In the aftermath of the Charleston shooting, a partisan divide emerged (mostly, it must be said, among white politicians and commentators) over whether the attacks were mostly a case of racial animus—after all, Dylann Roof was a self-proclaimed white supremacist who said he wished to start a race war—or whether it was an attack on Christianity, since it struck a church.

What’s interesting is how leaders of these churches deal with that dichotomy. By and large, they refuse to even countenance the idea that there might be a divide.

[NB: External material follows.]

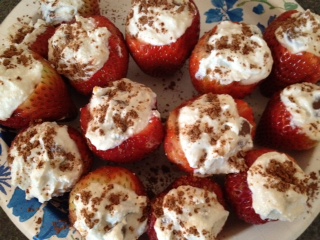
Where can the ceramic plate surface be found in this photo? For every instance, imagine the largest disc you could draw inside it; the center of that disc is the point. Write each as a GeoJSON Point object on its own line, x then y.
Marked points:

“This is a spiritually sick person,” said the Reverend David Triggs of New Life Missionary Baptist Church. “This is a sin issue. It’s not a race issue.” He elaborated to the Post: “It could be a black man coming against black churches. We don’t know if there’s any race barrier to this; but we know it is a sin issue and it has to be addressed as such—through prayer.”

“We are upset and we’re concerned that there’s an individual who, for whatever reason, is sick,” Michele Brown, business manager at St. Augustine Catholic Church, told the AP. “We prayed for them Sunday. There’s something wrong with someone who would do something like that.”

Burton told As It Happens that many of his congregants were old enough to remember the tense days of the civil-rights struggle, and were watching to see if there was proof of a racial motive with “bated breath.” But he also portrayed the arsons as an assault on faith, and expressed disappointment that more local churches, synagogues, and mosques hadn’t reached out in solidarity.

“Whether you practice faith or you don’t, everyone should be very concerned about that,” Burton told the AP. “Religious freedom is part of our identity as Americans.”